My therapist has some theories on my desire to remain invisible. After I told her I was a ghost in people’s homes, she asked if I’d always been a ghost. I wasn’t sure how to answer, so I just clammed up. Her question has been worrying me, though. After a few more back-to-back abortive therapy sessions of us getting nowhere on the invisibility issue, my shrink suggested journaling.

She believes that opening up to private, nonthreatening blank pages might be a way for me to mine deeper into the unconscious parts of my psyche that are hiding things from my conscious (and even subconscious) self. She made it clear I should not feel compelled in any way to share my writing with her. But I can if I want to.

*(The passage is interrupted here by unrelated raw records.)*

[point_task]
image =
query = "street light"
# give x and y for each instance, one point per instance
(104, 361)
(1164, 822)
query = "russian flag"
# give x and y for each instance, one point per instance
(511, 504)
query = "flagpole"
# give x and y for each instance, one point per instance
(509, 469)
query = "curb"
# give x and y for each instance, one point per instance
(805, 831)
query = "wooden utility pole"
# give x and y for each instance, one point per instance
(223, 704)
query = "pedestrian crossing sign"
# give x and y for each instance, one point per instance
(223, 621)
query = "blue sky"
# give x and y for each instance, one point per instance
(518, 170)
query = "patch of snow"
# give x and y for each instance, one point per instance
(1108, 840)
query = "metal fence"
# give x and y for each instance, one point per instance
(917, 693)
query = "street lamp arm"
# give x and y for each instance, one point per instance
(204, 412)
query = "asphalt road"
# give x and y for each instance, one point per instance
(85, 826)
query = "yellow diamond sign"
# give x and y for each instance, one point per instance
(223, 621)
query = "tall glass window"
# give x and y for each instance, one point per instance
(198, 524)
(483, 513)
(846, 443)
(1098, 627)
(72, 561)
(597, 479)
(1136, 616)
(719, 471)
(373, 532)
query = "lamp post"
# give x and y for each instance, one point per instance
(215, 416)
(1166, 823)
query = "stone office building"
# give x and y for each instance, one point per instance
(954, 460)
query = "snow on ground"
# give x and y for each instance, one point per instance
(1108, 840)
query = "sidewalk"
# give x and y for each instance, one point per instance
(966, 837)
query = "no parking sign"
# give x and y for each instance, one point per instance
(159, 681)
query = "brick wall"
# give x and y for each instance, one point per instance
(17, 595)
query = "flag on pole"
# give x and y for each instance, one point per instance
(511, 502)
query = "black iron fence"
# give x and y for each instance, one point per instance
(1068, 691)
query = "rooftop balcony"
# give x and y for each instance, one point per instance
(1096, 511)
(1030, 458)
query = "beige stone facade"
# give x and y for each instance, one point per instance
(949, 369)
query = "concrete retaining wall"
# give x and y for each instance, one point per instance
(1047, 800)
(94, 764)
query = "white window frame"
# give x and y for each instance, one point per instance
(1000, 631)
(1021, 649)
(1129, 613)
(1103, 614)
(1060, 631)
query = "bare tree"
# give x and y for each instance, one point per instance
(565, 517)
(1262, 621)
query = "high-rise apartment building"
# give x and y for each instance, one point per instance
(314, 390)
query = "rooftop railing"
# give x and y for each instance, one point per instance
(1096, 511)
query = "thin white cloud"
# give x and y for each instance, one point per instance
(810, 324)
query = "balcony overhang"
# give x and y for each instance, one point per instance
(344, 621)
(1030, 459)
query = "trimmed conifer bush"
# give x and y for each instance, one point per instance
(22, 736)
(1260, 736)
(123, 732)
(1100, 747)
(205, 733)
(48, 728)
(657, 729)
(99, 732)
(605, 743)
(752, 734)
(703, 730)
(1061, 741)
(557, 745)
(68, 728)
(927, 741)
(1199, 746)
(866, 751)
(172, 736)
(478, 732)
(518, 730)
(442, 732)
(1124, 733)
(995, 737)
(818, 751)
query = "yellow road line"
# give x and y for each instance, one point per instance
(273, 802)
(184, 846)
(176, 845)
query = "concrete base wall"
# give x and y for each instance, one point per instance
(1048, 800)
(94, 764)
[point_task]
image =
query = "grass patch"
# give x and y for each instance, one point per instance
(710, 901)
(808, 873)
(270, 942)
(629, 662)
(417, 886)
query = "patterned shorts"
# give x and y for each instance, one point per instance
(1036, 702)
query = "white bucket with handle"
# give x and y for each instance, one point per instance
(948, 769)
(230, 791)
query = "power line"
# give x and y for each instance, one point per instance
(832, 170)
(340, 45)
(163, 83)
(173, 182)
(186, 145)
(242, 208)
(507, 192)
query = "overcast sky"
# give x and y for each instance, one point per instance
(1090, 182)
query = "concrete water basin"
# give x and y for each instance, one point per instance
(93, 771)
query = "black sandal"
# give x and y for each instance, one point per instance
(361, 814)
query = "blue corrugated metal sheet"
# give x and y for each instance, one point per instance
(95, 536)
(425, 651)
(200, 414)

“It’s only when you look at something long enough, Kit,” she said, “and in the right way, that the real image starts to appear. But first you need something to look at. You need words on a page. Even if those words seem banal or tedious or incongruent, or shameful, or even embarrassing, it’s from this field of text that your true story will arise. And don’t self-edit,” she warned. “Because until the full image is revealed to you, you won’t know what part of the story is real, true, and what part you should leave out.” She said the process is similar to those ambiguous, trick-the-eye reversible images—you know that classic drawing of the young woman? When you stare at it in a certain way, the image of the young woman suddenly flips into an old crone. And then you can’t unsee it. It’s a matter of shifting your perspective.

Honestly, I doubt any miracle is going to magically rise from the Jungian basement of my soul and spill onto these journal pages, but here we are, Dear Diary . . . I’m a maid. I like to snoop. I’m probably snooping too much. Okay, I admit—it’s an addiction. I can’t stop. It’s getting worse. I’m taking increasing risks. Truth is, it’s this addiction that made me seek therapy. It’s my “presenting problem”—that’s what my shrink calls it.

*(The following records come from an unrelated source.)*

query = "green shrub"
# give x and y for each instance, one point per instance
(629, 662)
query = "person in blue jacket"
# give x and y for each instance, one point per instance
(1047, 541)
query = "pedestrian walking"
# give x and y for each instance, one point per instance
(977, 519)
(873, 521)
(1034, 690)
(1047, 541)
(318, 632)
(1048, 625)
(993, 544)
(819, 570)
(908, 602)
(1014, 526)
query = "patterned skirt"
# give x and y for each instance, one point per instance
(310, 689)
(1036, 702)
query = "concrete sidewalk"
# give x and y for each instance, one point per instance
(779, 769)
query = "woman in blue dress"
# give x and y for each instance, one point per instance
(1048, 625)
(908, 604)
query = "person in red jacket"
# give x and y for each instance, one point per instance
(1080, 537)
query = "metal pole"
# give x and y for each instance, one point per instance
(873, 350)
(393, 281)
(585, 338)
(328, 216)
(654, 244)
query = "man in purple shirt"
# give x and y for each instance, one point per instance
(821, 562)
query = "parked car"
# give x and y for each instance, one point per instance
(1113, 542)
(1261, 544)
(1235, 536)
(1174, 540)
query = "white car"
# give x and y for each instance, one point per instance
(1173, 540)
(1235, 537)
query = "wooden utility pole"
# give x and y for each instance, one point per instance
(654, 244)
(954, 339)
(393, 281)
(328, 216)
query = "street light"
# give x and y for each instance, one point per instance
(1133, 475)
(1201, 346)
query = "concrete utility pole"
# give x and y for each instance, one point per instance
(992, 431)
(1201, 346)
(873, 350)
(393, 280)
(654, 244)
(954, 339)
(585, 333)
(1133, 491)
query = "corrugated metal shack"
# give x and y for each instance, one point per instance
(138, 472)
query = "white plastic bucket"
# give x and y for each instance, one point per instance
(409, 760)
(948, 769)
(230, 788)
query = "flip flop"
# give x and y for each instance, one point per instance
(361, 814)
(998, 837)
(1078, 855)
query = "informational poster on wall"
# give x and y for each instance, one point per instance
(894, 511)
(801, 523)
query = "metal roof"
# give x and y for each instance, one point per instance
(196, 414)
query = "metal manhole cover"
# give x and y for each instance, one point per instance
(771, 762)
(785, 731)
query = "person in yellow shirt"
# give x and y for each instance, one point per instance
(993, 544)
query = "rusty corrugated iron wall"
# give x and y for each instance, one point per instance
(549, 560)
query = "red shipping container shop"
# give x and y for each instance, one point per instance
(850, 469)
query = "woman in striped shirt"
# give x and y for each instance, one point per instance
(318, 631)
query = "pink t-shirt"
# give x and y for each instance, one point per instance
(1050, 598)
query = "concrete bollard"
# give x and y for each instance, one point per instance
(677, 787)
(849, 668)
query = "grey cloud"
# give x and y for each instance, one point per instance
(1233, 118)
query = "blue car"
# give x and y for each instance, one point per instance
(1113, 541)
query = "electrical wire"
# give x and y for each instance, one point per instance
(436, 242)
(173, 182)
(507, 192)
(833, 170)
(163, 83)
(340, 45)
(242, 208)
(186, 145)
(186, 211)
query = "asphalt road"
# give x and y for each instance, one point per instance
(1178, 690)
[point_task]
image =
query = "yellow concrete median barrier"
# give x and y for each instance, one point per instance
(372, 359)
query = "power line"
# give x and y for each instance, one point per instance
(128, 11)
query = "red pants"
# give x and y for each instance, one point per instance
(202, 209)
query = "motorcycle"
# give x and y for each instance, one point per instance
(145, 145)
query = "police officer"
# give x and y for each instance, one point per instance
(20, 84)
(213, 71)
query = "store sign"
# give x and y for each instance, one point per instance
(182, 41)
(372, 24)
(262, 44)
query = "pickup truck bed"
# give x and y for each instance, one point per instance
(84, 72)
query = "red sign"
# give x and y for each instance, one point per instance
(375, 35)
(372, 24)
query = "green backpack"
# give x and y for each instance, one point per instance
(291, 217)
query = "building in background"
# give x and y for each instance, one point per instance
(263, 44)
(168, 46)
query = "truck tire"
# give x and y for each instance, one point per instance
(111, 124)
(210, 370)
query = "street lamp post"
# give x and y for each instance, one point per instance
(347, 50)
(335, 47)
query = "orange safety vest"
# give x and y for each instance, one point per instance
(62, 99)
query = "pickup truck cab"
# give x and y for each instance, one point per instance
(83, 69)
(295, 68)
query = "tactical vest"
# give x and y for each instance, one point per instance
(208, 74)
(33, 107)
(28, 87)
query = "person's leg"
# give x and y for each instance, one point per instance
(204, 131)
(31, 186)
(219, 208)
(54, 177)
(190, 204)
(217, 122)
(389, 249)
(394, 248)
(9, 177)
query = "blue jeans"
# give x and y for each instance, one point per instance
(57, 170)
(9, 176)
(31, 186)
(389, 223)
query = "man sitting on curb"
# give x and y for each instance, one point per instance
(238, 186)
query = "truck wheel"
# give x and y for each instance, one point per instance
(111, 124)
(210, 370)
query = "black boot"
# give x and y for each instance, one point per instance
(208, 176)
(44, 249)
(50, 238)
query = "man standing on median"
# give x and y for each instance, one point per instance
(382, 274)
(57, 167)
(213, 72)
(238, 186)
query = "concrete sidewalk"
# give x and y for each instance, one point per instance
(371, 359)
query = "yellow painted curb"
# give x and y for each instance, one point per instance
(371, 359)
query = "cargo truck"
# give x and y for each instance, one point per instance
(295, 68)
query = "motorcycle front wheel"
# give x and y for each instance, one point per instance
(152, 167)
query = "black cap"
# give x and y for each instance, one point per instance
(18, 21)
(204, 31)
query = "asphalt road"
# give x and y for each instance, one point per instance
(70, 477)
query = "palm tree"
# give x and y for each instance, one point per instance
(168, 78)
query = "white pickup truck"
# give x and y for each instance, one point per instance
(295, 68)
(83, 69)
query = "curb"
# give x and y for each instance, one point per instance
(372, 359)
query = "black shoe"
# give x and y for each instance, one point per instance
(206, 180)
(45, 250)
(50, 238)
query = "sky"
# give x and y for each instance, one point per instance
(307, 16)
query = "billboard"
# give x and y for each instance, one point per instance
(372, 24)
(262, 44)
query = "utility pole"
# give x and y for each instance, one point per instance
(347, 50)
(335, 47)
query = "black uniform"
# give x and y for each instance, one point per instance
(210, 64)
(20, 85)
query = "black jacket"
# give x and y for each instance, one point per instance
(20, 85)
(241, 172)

“Aren’t you afraid that one day you’ll poke too deep and see something you cannot unsee?” my best friend, Boon, asked me not long ago. “Because if you do, Kit, if you see a shocking secret that someone desperately wants to keep hidden, you could be in trouble. People—rich people—will do anything to protect themselves and their families, you know,” he said. “Even kill.”

That chilled me.

Boon said I needed to be more careful. “They have power. Power that you can’t access.”

He said I was crossing lines, that my habit was becoming reckless, that I was even inviting discovery. I needed to tone it down, watch my back.

I thought he was being dramatic. Because that’s Boon. And he was messing with my fun.

I told him if people truly wanted to hide something so badly, they wouldn’t invite a maid into their house.

Now I’m not so sure . . .





THE WOMAN IN THE WINDOW


October 31, 2019. Thursday.

Beulah Brown sits in her wheelchair at the long corner window in her upstairs room. The pallid morning sun peeks through a break in the clouds and shines upon her face. The puddle of light holds zero warmth, but it’s sun nevertheless. Which is nothing to sneeze at in this gloomy rain forest climate of the Pacific Northwest. Especially during the autumn monsoons. And Beulah doesn’t know how many more times she will see the sun. She does know she’ll never see another fall. A tartan rug covers her lap. A plate of lemon cream biscuits rests on the small table at her side, and she holds a china cup of milky tea. She’s impressed that she can still hold her cup so steadily. Cancer might be strangling away her life, but she does have fairly steady hands for her age. Her illness has not taken that.